For women with uncomplicated, stress-predominant incontinence, urodynamic testing adds considerable expense without improving surgical outcomes, a recent trial shows.
Beijing-For women with uncomplicated, stress-predominant incontinence, urodynamic testing adds considerable expense without improving surgical outcomes, a recent analysis of the ValUE (Value of Urodynamic Evaluation) trial shows.
Previously published results of the ValUE trial established that for women with uncomplicated, demonstrable stress urinary incontinence (SUI), the addition of urodynamic testing to a thorough preoperative office assessment has no benefit for improving patient outcomes (N Engl J Med 2012; 366:1987-97). Data presented at the 2012 International Continence Society annual meeting in Beijing highlight the significant cost associated with urodynamics.
The cost analyses were undertaken as a planned secondary analysis in the multicenter ValUE trial that randomized 630 women to undergo surgery after having a standard preoperative basic office evaluation only or with urodynamic testing. Women were eligible for randomization if they had stress-predominant UI with objective evidence of leakage on a provocative stress test and no complicating factors (eg, large residual urinary volume, urinary tract infection, neurologic disease, prolapse >stage 2) identified in the office evaluation. There were no differences in surgical outcomes or overall patient satisfaction between the two study groups at 1 year.

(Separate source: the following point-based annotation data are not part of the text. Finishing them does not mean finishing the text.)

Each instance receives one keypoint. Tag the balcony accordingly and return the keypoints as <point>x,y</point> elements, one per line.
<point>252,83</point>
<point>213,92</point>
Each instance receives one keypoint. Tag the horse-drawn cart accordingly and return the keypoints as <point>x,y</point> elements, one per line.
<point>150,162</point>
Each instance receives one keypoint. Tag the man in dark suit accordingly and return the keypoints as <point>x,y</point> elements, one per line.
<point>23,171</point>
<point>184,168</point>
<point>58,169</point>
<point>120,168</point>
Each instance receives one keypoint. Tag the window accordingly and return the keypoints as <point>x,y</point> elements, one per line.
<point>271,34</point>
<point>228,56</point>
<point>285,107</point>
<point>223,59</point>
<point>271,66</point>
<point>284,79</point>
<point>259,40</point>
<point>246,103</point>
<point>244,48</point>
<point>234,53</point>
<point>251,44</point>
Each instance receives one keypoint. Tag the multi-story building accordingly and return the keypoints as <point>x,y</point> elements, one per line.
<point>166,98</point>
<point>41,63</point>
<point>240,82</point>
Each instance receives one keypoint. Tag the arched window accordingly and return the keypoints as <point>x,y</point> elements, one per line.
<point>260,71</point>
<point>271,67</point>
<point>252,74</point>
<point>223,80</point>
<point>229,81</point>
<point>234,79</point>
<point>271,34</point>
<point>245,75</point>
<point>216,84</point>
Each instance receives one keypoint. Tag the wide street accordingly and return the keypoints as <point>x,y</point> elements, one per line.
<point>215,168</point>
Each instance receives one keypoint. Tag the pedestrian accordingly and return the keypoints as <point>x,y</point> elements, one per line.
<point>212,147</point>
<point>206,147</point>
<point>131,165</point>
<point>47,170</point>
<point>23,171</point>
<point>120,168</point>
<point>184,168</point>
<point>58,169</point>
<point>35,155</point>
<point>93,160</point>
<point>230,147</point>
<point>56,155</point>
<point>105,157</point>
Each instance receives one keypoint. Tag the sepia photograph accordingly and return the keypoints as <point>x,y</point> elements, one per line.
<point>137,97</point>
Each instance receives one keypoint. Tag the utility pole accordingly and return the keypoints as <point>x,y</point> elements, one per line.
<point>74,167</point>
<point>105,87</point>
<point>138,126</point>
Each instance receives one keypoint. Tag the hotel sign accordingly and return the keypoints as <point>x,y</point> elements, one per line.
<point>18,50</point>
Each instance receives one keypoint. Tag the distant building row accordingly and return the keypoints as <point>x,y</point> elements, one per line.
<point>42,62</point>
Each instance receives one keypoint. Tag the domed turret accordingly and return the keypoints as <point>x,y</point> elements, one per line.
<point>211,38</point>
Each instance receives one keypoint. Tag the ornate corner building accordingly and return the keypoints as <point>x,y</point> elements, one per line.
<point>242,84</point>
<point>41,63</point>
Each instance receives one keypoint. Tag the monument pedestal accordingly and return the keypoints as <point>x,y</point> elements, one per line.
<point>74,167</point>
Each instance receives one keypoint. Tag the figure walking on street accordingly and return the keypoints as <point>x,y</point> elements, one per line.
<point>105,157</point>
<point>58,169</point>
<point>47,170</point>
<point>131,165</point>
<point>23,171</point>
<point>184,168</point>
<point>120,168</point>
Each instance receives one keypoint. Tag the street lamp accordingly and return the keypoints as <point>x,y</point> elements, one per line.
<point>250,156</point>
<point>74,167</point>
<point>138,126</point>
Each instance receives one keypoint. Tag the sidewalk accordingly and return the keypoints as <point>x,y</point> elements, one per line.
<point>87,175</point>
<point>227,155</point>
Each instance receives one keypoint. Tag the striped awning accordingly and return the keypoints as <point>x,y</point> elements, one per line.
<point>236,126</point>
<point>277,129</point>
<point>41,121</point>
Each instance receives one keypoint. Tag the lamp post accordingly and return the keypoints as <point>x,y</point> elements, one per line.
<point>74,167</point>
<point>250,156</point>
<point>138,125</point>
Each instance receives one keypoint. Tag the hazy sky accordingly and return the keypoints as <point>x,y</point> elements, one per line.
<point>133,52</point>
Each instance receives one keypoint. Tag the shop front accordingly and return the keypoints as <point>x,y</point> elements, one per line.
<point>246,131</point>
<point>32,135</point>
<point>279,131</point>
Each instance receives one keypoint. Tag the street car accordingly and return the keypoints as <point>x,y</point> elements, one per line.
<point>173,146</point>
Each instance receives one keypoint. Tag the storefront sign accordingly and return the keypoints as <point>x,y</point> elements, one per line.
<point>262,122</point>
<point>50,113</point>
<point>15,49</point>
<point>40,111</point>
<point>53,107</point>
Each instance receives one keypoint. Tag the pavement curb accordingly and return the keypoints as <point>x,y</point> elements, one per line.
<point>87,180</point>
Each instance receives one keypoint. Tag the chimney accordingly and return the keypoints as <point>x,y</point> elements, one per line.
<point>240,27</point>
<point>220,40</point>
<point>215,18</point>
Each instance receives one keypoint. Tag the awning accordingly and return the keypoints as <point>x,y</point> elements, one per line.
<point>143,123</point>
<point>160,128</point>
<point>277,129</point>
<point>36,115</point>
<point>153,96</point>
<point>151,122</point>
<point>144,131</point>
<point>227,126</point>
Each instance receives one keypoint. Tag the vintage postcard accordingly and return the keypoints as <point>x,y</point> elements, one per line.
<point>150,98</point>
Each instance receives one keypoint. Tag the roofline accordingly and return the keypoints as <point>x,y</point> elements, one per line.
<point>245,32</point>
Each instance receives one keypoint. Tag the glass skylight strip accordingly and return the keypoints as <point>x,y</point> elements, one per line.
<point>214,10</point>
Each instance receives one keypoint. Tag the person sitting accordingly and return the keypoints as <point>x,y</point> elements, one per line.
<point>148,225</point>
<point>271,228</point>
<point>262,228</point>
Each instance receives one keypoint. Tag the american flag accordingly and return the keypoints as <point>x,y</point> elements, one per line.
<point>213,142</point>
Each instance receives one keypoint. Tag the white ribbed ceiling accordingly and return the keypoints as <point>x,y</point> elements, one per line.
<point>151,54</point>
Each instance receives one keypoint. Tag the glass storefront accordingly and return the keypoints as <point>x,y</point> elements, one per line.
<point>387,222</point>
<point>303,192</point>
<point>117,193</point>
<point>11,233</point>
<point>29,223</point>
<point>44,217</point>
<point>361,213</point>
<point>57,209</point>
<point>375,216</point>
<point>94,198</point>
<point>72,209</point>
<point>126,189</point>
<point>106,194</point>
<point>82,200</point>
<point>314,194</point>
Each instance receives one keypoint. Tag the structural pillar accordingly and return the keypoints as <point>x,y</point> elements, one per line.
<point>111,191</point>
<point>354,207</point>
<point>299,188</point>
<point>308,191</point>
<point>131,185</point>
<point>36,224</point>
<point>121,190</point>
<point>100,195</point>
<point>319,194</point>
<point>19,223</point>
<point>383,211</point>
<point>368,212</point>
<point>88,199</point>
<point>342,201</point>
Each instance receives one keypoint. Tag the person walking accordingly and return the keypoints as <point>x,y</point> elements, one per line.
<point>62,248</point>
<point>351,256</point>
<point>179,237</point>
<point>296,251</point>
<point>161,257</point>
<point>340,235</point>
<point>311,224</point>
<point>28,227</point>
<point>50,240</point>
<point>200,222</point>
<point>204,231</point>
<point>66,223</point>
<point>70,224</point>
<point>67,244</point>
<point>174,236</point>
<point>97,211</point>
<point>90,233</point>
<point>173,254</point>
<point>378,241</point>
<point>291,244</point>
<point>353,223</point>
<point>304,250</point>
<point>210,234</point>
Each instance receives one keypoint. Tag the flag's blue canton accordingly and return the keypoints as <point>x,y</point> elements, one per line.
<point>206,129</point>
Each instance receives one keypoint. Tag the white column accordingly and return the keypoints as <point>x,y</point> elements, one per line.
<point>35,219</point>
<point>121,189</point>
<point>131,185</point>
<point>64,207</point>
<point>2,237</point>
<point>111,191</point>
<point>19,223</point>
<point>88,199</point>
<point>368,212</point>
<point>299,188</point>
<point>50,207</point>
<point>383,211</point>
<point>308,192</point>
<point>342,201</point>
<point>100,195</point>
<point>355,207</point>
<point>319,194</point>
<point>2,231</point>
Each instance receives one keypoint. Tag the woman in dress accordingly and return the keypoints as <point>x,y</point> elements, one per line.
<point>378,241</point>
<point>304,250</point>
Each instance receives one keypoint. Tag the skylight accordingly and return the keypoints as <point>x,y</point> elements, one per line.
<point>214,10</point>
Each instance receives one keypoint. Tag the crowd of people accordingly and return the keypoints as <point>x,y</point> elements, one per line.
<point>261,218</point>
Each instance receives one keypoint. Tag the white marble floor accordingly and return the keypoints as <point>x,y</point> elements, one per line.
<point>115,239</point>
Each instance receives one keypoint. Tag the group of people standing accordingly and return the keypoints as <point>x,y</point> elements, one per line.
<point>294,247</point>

The cost analyses presented by first author Peggy A. Norton, MD, considered only the cost of urodynamic testing. Assuming the minimum testing with only complex cystometrogram and complex uroflow, the total cost for the testing of a patient with Medicare coverage, depending on study site, ranged from $350 to $375. Cost of the minimum urodynamic testing paid for by private insurance ranged from $600 to $1,000.
Testing could add millions in costs
To put these data into a real-world perspective, total annual costs to the health care system associated with unnecessary urodynamic testing were calculated based on an estimated 130,000 women in the U.S. having a primary surgical procedure for uncomplicated stress-predominant UI each year and assuming different proportions of patients would undergo the additional testing. At the very least, in a scenario where only 10% of women would have urodynamic testing and all were covered by Medicare, the total cost of the testing was $4.6 million. At the other end of the spectrum, assuming that 90% of women would undergo urodynamic testing and all had private insurance, the testing added over $100 million in costs.

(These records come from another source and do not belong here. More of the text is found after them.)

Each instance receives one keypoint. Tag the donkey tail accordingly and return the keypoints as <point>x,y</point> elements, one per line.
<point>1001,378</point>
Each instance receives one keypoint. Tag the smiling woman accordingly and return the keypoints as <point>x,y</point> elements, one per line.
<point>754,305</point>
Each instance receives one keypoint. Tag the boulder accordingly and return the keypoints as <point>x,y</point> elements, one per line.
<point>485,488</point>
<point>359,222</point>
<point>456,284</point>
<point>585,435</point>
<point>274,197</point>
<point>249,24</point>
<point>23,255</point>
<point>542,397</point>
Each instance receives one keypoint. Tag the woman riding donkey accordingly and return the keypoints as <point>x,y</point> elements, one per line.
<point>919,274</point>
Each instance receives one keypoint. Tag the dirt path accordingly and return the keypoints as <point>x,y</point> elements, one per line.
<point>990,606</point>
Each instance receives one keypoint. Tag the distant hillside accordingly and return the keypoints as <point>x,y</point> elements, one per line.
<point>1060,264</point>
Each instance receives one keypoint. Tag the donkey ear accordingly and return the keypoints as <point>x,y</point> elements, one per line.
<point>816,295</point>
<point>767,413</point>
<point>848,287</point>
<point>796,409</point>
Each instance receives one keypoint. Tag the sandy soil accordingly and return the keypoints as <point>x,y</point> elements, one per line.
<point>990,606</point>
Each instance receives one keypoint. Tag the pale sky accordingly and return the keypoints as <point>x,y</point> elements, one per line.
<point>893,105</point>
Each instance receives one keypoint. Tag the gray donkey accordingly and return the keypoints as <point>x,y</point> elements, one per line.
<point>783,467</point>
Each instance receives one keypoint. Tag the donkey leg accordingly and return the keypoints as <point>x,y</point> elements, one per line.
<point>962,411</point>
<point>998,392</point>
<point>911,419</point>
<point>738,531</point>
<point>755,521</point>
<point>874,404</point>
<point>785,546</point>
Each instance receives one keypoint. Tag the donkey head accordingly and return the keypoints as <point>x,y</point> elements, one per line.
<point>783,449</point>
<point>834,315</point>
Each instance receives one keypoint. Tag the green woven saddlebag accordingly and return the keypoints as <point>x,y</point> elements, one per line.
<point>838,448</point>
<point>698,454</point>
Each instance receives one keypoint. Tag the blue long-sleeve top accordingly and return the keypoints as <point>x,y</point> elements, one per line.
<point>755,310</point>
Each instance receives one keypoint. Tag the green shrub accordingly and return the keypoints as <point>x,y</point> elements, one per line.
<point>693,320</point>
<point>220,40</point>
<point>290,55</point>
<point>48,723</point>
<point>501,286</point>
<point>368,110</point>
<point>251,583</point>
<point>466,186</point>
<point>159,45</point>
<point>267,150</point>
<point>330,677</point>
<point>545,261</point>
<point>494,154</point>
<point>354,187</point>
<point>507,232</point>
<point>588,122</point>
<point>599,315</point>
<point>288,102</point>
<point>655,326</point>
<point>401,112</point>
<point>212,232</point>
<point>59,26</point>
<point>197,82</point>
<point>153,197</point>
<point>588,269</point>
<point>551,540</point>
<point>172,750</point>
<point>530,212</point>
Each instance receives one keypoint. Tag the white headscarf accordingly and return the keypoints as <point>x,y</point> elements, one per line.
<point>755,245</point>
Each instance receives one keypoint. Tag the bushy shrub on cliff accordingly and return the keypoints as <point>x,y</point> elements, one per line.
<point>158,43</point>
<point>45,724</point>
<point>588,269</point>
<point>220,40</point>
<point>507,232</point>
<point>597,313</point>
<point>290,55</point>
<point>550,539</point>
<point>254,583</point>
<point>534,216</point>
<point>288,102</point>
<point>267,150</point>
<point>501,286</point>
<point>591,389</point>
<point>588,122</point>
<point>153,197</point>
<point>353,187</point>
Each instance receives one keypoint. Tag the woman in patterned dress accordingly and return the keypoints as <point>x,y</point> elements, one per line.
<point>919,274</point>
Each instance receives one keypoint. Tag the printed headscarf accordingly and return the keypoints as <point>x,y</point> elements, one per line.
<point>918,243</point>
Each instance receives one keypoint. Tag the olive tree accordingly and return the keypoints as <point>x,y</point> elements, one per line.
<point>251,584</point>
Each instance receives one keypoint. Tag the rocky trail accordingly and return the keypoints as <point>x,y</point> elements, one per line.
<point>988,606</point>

“Urodynamic investigation before SUI surgery has become standard throughout much of the world despite insufficient evidence to support its use. However, for any testing, unless it makes a difference for patient outcomes, it is a luxury, not a necessity,” said Dr. Norton, chief of urogynecology and pelvic reconstructive surgery at the University of Utah, Salt Lake City.

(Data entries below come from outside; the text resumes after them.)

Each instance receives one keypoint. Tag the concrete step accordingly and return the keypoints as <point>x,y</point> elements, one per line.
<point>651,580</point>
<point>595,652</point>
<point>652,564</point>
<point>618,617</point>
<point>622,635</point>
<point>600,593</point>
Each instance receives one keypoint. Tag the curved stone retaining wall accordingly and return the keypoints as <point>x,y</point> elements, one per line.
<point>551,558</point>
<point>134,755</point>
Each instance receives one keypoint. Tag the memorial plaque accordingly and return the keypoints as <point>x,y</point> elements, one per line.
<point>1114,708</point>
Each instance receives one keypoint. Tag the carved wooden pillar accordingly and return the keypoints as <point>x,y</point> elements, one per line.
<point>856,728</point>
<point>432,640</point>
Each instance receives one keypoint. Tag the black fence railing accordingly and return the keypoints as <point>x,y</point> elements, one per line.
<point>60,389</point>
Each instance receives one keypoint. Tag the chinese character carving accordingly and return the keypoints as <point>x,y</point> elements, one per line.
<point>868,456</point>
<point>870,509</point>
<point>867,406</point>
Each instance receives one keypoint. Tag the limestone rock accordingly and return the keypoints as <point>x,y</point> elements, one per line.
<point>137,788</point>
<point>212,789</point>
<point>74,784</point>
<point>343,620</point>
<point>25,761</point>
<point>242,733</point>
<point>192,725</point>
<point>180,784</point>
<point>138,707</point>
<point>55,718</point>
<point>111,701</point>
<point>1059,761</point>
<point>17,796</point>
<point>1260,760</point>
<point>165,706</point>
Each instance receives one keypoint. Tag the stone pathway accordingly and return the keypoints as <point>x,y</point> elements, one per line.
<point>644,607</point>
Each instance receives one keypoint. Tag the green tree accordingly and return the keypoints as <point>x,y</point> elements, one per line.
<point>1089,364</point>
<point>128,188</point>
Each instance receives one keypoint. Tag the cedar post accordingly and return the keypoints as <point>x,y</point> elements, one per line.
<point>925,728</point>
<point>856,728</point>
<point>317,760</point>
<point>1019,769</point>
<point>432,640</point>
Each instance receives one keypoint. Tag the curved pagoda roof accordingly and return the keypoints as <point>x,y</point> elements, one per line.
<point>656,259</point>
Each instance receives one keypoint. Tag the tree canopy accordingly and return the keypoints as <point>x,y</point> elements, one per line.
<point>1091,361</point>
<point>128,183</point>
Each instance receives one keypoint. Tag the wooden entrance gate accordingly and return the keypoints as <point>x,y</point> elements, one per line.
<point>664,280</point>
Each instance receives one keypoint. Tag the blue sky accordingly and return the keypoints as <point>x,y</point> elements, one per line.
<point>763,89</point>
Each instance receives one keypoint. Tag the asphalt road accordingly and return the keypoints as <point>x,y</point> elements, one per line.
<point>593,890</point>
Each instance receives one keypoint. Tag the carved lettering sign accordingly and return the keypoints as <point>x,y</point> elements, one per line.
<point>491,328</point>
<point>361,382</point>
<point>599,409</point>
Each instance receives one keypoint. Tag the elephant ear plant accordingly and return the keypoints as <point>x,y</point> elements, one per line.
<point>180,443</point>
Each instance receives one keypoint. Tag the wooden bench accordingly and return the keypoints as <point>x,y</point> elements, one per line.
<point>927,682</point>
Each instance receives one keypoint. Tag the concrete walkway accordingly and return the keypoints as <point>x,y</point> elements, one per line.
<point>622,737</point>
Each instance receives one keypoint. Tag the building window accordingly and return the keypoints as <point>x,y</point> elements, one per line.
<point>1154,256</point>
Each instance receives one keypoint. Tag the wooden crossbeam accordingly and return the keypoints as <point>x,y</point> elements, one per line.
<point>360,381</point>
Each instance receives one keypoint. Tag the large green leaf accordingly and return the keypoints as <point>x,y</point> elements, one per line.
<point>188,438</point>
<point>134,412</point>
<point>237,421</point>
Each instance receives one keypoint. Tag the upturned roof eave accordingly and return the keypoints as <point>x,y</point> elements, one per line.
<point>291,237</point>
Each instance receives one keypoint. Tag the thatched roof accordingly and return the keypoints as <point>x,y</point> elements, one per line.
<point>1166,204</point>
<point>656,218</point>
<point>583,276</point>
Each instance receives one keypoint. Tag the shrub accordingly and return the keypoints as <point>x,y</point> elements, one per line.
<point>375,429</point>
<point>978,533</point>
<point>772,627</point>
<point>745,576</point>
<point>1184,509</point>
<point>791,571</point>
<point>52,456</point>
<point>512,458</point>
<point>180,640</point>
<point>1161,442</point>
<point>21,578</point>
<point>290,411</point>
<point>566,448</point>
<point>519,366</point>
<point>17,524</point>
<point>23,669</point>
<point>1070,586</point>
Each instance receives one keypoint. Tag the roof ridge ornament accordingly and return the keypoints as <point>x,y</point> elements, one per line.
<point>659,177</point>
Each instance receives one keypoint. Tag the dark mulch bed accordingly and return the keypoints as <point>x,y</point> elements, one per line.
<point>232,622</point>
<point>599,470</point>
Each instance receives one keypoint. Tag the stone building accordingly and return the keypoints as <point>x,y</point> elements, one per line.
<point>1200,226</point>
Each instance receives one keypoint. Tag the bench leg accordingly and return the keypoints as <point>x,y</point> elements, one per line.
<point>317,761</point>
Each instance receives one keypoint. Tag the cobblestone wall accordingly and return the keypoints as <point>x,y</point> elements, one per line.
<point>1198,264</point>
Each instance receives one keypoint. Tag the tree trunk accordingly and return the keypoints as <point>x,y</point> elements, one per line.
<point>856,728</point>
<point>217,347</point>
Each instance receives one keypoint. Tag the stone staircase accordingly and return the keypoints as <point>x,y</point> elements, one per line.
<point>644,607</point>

“The findings of the ValUE study indicate surgeons can feel confident skipping this testing for women with uncomplicated, stress-predominant UI undergoing their first surgery because it won’t improve outcomes, and in omitting this testing, they will be saving financial resources that might be better spent elsewhere.”
Now, additional analyses are being conducted looking carefully at incremental costs incurred in the two study groups over the first year after surgery.
“However, we don’t expect to find that the cost effectiveness of urodynamic testing changes one way or the other because there were no differences in adverse events or complications between the study groups,” Dr. Norton said.
Dr. Norton noted that the findings are very practical and applicable to most urologists and gynecologists because the study participants-women with uncomplicated, stress-predominant UI undergoing their first surgery-represent the typical patient seen in their daily practice. However, she cautioned that the results should not be extrapolated to other types of patients.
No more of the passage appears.